Over the years, son, its possible they have
acquired a rudimentary understanding
of book-keeping; by now, they may also suspect
that ten-hour whist-drives in the back room
are not good for business.
The key image is visually exact, with a chunkiness that anchors the mini-fantasia of the sea-horses’ thoughts. It’s a classic example of persuasion by degrees – because James has shown us the sea- horses so vividly and clearly, we are more likely to entertain the idea of their concern for book-keeping and whist. He uses this technique to beguiling effect throughout the book. The following poem is boldly titled 'Norfolk is Heading Out to Sea', and by the end of the first stanza, with the help of more vivid metaphors, we are half-way to believing it:
It began with the twang of a telegraph wire
snapping like a banjo spring above the trees.
Only the pigs heard the note of caution.
Not until bridges began to stretch like spaghetti
and an entire barn burst like a Christmas cracker,
did they send someone round to take a look.
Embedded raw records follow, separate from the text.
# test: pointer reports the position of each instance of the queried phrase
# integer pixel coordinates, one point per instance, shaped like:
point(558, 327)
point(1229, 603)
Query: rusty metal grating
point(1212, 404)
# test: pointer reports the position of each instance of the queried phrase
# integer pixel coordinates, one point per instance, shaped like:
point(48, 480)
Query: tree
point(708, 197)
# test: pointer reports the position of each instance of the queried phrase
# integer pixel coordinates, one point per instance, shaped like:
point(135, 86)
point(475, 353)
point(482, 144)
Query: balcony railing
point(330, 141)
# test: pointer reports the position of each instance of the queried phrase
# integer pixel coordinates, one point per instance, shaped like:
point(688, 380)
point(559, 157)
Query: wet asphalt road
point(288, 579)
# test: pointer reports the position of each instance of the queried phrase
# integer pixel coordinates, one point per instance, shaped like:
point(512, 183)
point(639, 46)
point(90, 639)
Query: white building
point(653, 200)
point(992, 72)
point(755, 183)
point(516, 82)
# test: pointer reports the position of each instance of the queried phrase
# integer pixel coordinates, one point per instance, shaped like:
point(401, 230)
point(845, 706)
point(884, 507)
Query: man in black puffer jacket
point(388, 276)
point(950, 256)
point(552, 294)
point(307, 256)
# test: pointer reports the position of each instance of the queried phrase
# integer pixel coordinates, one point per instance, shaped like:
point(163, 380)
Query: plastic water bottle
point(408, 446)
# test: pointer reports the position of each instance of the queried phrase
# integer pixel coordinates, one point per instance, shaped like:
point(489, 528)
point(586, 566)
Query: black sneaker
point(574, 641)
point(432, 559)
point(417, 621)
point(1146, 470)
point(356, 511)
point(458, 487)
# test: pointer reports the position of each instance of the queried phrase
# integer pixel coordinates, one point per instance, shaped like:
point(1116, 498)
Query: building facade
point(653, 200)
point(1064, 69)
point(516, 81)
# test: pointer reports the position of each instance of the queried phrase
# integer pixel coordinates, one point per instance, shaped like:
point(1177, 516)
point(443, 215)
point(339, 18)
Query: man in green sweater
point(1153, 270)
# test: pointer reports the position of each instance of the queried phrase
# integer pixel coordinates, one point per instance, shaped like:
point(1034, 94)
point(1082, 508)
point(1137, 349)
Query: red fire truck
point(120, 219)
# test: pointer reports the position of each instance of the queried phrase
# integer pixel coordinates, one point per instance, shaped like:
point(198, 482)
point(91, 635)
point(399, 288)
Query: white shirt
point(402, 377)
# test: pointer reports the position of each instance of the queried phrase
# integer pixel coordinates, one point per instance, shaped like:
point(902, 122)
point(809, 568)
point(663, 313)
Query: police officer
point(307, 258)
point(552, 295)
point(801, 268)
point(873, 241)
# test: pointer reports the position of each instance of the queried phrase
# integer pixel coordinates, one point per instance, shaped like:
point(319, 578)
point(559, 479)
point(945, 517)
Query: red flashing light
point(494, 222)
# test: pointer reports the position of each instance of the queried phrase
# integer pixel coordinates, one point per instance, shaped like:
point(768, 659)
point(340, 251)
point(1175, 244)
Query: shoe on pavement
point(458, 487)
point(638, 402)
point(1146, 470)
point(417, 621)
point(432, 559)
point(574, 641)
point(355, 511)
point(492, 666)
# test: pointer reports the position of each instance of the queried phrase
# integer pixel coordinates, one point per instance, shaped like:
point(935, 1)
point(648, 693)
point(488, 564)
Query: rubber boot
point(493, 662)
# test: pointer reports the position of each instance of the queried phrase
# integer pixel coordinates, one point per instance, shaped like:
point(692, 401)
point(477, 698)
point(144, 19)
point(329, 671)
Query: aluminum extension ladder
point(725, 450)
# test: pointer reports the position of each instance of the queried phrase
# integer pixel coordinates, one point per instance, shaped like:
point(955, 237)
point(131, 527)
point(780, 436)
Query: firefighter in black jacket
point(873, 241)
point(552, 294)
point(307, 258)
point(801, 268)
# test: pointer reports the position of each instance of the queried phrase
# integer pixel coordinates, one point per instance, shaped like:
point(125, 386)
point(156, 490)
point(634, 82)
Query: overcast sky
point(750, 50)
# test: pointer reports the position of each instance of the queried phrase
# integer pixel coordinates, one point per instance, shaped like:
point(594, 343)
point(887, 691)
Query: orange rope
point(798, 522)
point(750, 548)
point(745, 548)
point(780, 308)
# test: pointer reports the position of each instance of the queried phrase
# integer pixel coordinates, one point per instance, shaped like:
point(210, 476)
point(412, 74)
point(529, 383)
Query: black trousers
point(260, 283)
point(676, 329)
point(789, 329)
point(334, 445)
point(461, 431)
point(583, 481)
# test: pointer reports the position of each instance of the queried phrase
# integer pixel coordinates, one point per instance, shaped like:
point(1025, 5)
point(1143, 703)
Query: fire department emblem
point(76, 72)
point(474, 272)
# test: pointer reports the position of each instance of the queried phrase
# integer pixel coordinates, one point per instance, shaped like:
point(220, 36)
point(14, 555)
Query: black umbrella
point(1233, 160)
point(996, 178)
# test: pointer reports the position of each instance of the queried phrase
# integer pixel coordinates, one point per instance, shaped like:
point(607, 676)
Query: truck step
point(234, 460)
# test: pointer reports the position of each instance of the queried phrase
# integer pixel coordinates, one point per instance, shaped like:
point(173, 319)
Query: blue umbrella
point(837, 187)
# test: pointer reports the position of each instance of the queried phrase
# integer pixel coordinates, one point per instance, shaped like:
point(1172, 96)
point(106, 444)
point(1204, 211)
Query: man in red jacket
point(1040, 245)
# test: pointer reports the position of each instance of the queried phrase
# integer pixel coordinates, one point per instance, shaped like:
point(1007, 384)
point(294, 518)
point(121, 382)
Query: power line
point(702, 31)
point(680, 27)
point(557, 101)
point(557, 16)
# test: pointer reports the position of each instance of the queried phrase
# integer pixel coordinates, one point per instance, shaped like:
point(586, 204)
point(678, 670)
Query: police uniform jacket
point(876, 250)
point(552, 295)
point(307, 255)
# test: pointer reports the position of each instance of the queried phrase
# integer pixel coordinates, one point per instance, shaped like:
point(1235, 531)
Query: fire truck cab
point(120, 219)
Detail by absorbing detail, James shows us the county border turn into a “trench”, widen to a “gap” and deepen to a “chasm”, with a cleverly-placed line-break as “Hayfields parted / like the breaking of bread”. By the time he tells us “opinion is divided” we are in a weird landscape, vividly concrete yet suggestively conceptual:
By now, a line had been drawn, from Huntstanton
to Southwold, as if respectful of county borders.
Inevitably, there were whispers of devolution.
Even Government Ministers start producing memorable metaphors, as a Cabinet spokesman announces “East Anglia is breaking off like a piece of cake”. Perhaps the most engaging aspect of this poem is that James never seems to be pursuing a hidden agenda, political or otherwise; though the bizarre fantasy clearly has some serious implications, you get the feeling he is doing the whole thing out of sheer mischief and delight.
These examples illustrate the vividness of James’ imagination, but you have to read the whole book to appreciate its variety. Be prepared for an ice-age in modern London, a fire in an ice house, a musical safecracker, a chocaholic saint, a deep-frozen Victorian cyclist, a handwritten national newspaper, Ernest Hemingway “wrestling with a combination lock” in Covent Garden, and Anthony Trollope in the cockpit of Thunderbird Two. Throughout, James’ Muse is in the details. We have already seen how he uses them to give credence to an unlikely story. Elsewhere the images have a breathtaking cleverness and delicacy, such as the glass false top in the lid of a jewellery box, which protects its contents because “a thief must face his own reflection / before breaking it open” ('The Last Prank of the Marionette') or “the single white cloud” that “billowed like a white tent / pitched in a field of English lavender” ('Redundancy on the Mass Transit Railway'). And in 'Re-Pointing the Stones' the details accrue like clues in a mystery, which I didn’t solve until near the end of the poem. I won’t spoil the surprise, so if you want to know the answer you’ll need to get a copy for yourself.